Je t'aime...à la folie
Thème : A la folie, fleurir, coeur et fragilité
2P!Italie du Nord (Luciano)/2P!Allemagne (Karl)
« Mon adoré ! », roucoula-t-on dans la salle.
En pleine réception capitale pour l'avenir de la planète, Karl prit honorablement la fuite. A toute allure !
Ce malade mental d'Italie du Nord le poursuivait encore de ses assiduités.
Karl avait fait l'erreur monumentale de baiser cet allumeur de première dès leur première entrevue.
Moment sensationnel, mais néanmoins terrifiant.
Toutes les nations débloquaient, mais certaines plus que d'autres. Se retrouver menacé d'un couteau par une crevette dégingandé pour réitérer un exploit sexuel possédait un côté flippant, même pour une nation aussi aguerrie et musculeuse que l'Allemagne.
« Je suis fou amoureux de toi ! Prends-moi comme une bête dans la seconde ! Enferme-moi dans ton donjon ! Je suis prêt à endurer tous tes sévices ! »
Luciano avait indéniablement une case en moins. D'après les rumeurs, son instabilité émotionnelle proviendrait d'un traumatisme survenu dans l'enfance. Lequel ? Karl préférait ne pas savoir au vu du résultat, mais sa survie et sa sexualité dépendaient certainement de précieux renseignements sur son prédateur actuel.
Karl ne refusait jamais une occasion de s'envoyer en l'air. Mal lui en avait pris de se laisser tenter par le charme et l'impudeur de l'Italien. La chemise déboutonnée sur le début d'un torse parfait, Luciano avait débité des sous-entendus pervers tout au long du repas ; ceci accompagné parfois de gestes non équivoques. Son érection avait vite grimpé en flèche avec son jeu de pied sous la table.

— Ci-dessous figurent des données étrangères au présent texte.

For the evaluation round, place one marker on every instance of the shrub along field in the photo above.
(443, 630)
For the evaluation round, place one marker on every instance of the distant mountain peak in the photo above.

Ses yeux atypiques voilés de rose l'avaient inexorablement attiré.
Vu le phénomène, Karl pensait s'en tirer avec un coup facile dans des toilettes publiques.
Mais non ! Luciano s'accrochait comme une tique à une plaie !
Karl avait juste pris son pied en le prenant violemment contre un mur ! Rien de plus !
« Je t'adore, mon cœur ! »
Luciano ne devait pas se faire tringler tous les jours pour apprécier ses manières brusques.
Pourquoi y avait-il une voie sans issue ?
« Karl, arrête de me fuir !
- Je ne partage pas tes sentiments.
- Comment ça ? »
Luciano avait sorti son fameux couteau pour jouer avec.
« Nous nous connaissons à peine, répondit prudemment Karl.
- Je ne crois pas.
- Les nations n'ont pas de vie antérieure.
- Tu lui ressembles beaucoup trop.
- A qui ?
- A un proche disparu quand j'étais enfant. »
Une cassure nette s'opéra dans l'expression de Luciano. Le chagrin l'emportait sur la démence. Cette fragilité cachée sous des tonnes de dysfonctionnements fleurissait à la surface alors qu'il s'approchait dangereusement de lui.
« Je ne peux pas te le ramener. »
Luciano s'effondra dans ses bras en larmes.
Karl s'arma de toute sa patience pour ramener ce pot de glue jusqu'à la conférence mondiale sans attirer l'attention.
Luciano réussit à le ralentir dans sa progression, lui voler un baiser et lui dérober sa langue.
« Je te suce quand tu veux. »
Karl se répéta mentalement que ce n'était pas une bonne idée de répondre :
« Là, maintenant ! »
Oh ! Il l'avait bel et bien dit. Si ! Il avait creusé sa tombe, tout seul, comme un grand !
A genoux devant lui, l'Italien flattait déjà son sexe gorgé d'envie.
Karl voulut l'arrêter, mais sa main traitresse se crispa dans ses cheveux doux et fins.
Sa bouche chaude et habile s'était approprié son érection conséquente.
Karl se maudissait d'éprouver autant de plaisir avec Luciano. C'était bon de profiter de la faiblesse d'un autre ainsi. Il ne fallait pas oublier qu'il s'agissait de Luciano. Karl rencontra son regard vulnérable, fou et désespéré.
Luciano avait juste l'air aussi paumé que lui.